De grâce, ne le transformons pas en un manuel scolaire, aussi inutile et démotivant que les autres !! C’est dans du vrai qu’on apprend...
 
L’ordinateur est un objet de lecture, et Internet un objet à lire, parfois trompeur,il est vrai, mais pas plus que les livres ! Il est aussi plus riche et plus complet : en plus il est infiniment plus facile d’accès que la plupart des ouvrages documentaires.

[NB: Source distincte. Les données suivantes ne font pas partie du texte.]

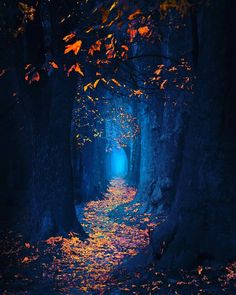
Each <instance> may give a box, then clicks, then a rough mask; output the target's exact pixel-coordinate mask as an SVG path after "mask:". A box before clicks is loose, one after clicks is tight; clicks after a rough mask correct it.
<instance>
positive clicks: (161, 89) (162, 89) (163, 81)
mask: <svg viewBox="0 0 236 295" xmlns="http://www.w3.org/2000/svg"><path fill="white" fill-rule="evenodd" d="M167 82H168V80H164V81H163V82H162V83H161V85H160V89H161V90H163V89H165V87H166V85H167Z"/></svg>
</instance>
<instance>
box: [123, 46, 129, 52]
mask: <svg viewBox="0 0 236 295" xmlns="http://www.w3.org/2000/svg"><path fill="white" fill-rule="evenodd" d="M121 48H123V49H124V50H125V51H128V50H129V47H128V46H127V45H121Z"/></svg>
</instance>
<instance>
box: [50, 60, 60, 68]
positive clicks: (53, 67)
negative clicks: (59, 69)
mask: <svg viewBox="0 0 236 295" xmlns="http://www.w3.org/2000/svg"><path fill="white" fill-rule="evenodd" d="M49 64H50V65H51V66H52V67H53V68H54V69H58V68H59V67H58V65H57V64H56V63H55V62H54V61H50V62H49Z"/></svg>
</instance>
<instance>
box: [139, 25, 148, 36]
mask: <svg viewBox="0 0 236 295" xmlns="http://www.w3.org/2000/svg"><path fill="white" fill-rule="evenodd" d="M138 32H139V34H140V35H141V36H142V37H143V36H146V35H147V34H148V33H149V32H150V31H149V28H148V26H144V27H140V28H139V29H138Z"/></svg>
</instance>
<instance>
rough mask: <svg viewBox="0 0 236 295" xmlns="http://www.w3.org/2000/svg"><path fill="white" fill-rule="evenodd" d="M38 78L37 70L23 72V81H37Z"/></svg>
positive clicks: (38, 74)
mask: <svg viewBox="0 0 236 295" xmlns="http://www.w3.org/2000/svg"><path fill="white" fill-rule="evenodd" d="M39 80H40V75H39V72H37V71H36V72H33V73H31V72H28V73H26V74H25V81H27V82H29V84H31V83H32V82H38V81H39Z"/></svg>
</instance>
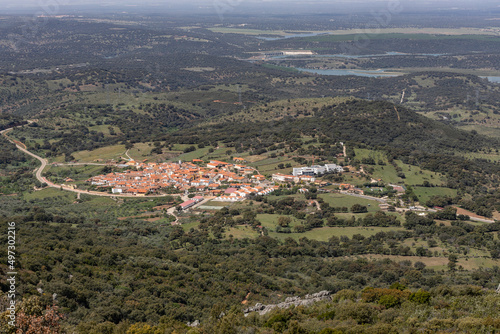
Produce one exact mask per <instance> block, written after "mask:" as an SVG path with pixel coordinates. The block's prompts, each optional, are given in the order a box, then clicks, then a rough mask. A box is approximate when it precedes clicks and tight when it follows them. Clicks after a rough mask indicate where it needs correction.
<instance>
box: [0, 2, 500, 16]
mask: <svg viewBox="0 0 500 334" xmlns="http://www.w3.org/2000/svg"><path fill="white" fill-rule="evenodd" d="M390 6H399V7H400V8H401V12H403V13H404V12H433V11H437V12H443V11H449V12H451V13H453V12H461V11H465V12H469V11H479V12H487V13H491V14H492V15H495V14H497V13H498V14H500V5H499V4H498V1H492V0H482V1H471V0H462V1H452V0H433V1H421V2H415V1H411V0H358V1H346V0H339V1H328V0H310V1H308V0H291V1H284V0H185V1H183V2H182V3H178V2H173V1H158V0H149V1H136V0H128V1H127V0H125V1H113V0H112V1H93V0H91V1H83V0H80V1H78V0H77V1H68V0H36V1H35V0H19V1H14V0H0V10H2V12H3V14H9V13H11V12H16V11H18V12H33V13H36V12H44V11H45V12H47V13H48V14H52V15H60V14H66V13H71V12H75V11H77V12H78V11H85V12H92V11H96V12H99V11H106V12H112V11H115V10H120V11H125V12H131V13H133V12H138V11H140V12H142V13H144V12H148V11H152V12H172V13H173V12H183V11H186V12H192V13H196V14H202V13H211V12H212V13H215V12H217V11H220V10H224V11H225V12H228V11H231V12H234V13H235V14H314V13H323V14H344V13H350V14H352V13H359V14H362V13H365V12H370V11H373V10H377V9H384V8H388V7H390ZM104 9H105V10H104Z"/></svg>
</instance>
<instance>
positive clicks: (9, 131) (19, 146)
mask: <svg viewBox="0 0 500 334" xmlns="http://www.w3.org/2000/svg"><path fill="white" fill-rule="evenodd" d="M28 122H30V123H31V122H32V121H28ZM21 126H22V125H21ZM13 129H14V128H9V129H5V130H2V131H0V134H1V135H2V136H4V137H5V138H7V140H8V141H10V142H11V143H13V144H15V145H16V147H17V149H18V150H20V151H22V152H24V153H26V154H27V155H29V156H31V157H33V158H35V159H37V160H38V161H40V163H41V166H40V167H38V168H37V169H35V176H36V178H37V180H38V181H40V183H46V184H47V186H49V187H51V188H57V189H62V190H66V191H71V192H74V193H77V194H88V195H94V196H102V197H129V198H137V197H139V198H140V197H165V196H170V195H167V194H165V195H147V196H137V195H134V194H108V193H103V192H100V191H88V190H80V189H73V188H72V187H68V186H63V185H61V184H55V183H53V182H50V181H49V180H47V179H46V178H45V177H44V176H43V175H42V174H43V171H44V169H45V167H47V165H48V161H47V159H44V158H42V157H40V156H38V155H36V154H34V153H31V152H30V151H28V150H27V149H25V148H24V147H22V146H21V145H19V144H17V143H16V142H14V140H12V139H11V138H10V137H9V136H7V133H9V132H10V131H12V130H13ZM76 164H79V163H76ZM76 164H75V165H76ZM81 165H100V164H91V163H81Z"/></svg>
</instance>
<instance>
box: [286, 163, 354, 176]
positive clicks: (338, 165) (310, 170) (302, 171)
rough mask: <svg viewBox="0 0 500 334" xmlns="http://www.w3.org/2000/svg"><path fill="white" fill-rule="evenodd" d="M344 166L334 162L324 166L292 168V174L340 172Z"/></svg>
mask: <svg viewBox="0 0 500 334" xmlns="http://www.w3.org/2000/svg"><path fill="white" fill-rule="evenodd" d="M343 171H344V168H342V166H339V165H336V164H326V165H324V166H319V165H314V166H311V167H300V168H294V169H293V173H292V174H293V176H302V175H306V176H317V175H323V174H325V173H340V172H343Z"/></svg>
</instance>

Internet est aujourd’hui l’ouvrage documentaire n°1. Et si l’on y trouve tout et son contraire, du sérieux et du n’importe quoi, c’est une raison de plus pour que l’apprentissage de sa lecture devienne essentiel, depuis l’école primaire jusqu’à l’université.

Pour qu’elle soit solide, la pensée doit être nourrie en permanence.
Avoir accès à toutes les formes de documentation, travailler en équipes solidaires et pouvoir le fairetoujours avec documentation, y compris en évaluation, — bien sûr ! — telles sont les conditions premières pour que l’école devienne le lieu où les enfants pourront enfin réellement apprendre ce qu’ils ont à savoir.
Et c’est à cela que devraient servir les fameux moyens réclamés si souvent sur l’air des lampions.
Charmeux Eveline

Ancienne élève de l’ENS, professeur à l’EN d’Amiens, puis au CRCEG de l’EN, entre 1956 et 1971.

Nommée ensuite à l’ENG de Toulouse, puis à l’IUFM de cette ville jusqu’en 1993, date de mon départ en retraite, j’ai parallèlement travaillé à l’INRP, en tant qu’Enseignant chercheur associé, depuis 1966 jusqu’à mon départ en retraite. J’ai publié de nombreux ouvrages sur la pédagogie du français à l’école primaire et au collège.